Ernst Henke (born 1 September 1881 in Mülheim an der Ruhr; died 20 February 1974 in Essen) was a German lawyer and company manager.

== Life ==
Henke, son of a grammar school director, attended grammar school in Barmen and Bremen, studied law and, after passing the assessor examination in 1909, became a legal adviser to Hugo Stinnes. From 1912 to 1945, he was director and legal director of Rheinisch-Westfälische Elektrizitätswerke AG (RWE), of which Stinnes was the main shareholder at the time.

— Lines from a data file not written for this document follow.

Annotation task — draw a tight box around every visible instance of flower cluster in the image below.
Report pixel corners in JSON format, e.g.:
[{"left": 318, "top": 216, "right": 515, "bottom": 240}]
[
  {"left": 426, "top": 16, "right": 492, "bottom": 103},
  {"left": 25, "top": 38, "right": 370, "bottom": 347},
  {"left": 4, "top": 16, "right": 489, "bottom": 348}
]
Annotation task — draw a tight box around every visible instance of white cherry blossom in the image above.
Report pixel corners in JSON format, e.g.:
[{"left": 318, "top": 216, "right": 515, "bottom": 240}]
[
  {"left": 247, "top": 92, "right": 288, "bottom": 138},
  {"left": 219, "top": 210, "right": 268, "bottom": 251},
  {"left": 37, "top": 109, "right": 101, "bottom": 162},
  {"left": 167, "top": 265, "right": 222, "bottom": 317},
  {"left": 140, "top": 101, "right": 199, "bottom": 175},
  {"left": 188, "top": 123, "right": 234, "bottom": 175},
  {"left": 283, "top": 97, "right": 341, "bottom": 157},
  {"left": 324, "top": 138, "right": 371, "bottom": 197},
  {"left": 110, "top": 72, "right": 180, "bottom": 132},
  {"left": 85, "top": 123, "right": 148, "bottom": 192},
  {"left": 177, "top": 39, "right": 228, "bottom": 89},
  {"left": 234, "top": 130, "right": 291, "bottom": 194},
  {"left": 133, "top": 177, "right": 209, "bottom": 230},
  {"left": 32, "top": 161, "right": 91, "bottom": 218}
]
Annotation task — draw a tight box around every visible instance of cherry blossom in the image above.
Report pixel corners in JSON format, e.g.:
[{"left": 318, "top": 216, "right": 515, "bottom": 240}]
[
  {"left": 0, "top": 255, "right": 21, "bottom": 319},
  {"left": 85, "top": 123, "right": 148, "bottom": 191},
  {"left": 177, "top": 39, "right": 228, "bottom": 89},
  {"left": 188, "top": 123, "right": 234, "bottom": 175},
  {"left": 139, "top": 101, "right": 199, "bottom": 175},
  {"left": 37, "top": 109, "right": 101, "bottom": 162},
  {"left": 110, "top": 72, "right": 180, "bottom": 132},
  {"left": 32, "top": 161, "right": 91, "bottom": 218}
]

Furthermore, he was a member of the Supervisory Board of RWE until 1962, Elektrizitäts-AG formerly W. Lahmeyer & Co., Main-Kraftwerke AG, Roddergrube AG and also Westdeutsche Elektrizitätswirtschafts-AG. He was a member of the board of the Reich Association of German Industry, chairman of the specialist group of electrical, gas and water works in Germany and chairman of the Vereinigung der Elektrizitätswerke and member of the Vorläufiger Reichswirtschaftsrat (VRWiR).

On May 1, 1933, he joined the NSDAP in Essen with the entire RWE executive board.

== Art collector ==
Henke owned a valuable art collection, which he built up mostly in the thirties and forties. Among them were Caspar David Friedrich's Wanderer above the Sea of Fog and Sonnenuntergang hinter der Dresdener Hofkirche and paintings by Emil Nolde and Ernst Ludwig Kirchner. Dieter Spethmann called him a great friend of art and antiquity. From 1945 to 1970 Henke was chairman of the board of the Verein Kunstring Folkwang e.V. in Essen. In 1964 he founded the Folkwang Foundation Ernst and Elly Henke.

In 1930, Henke had a residential house built in Essen-Bredeney by Ludwig Mies van der Rohe.

== Literature ==
- Georg Wenzel: German business leader. Life stories of German business personalities. A reference book about 13000 business personalities of our time. Hanseatische Verlagsanstalt, Hamburg/Berlin/Leipzig 1929, DNB 948663294, Sp. 913.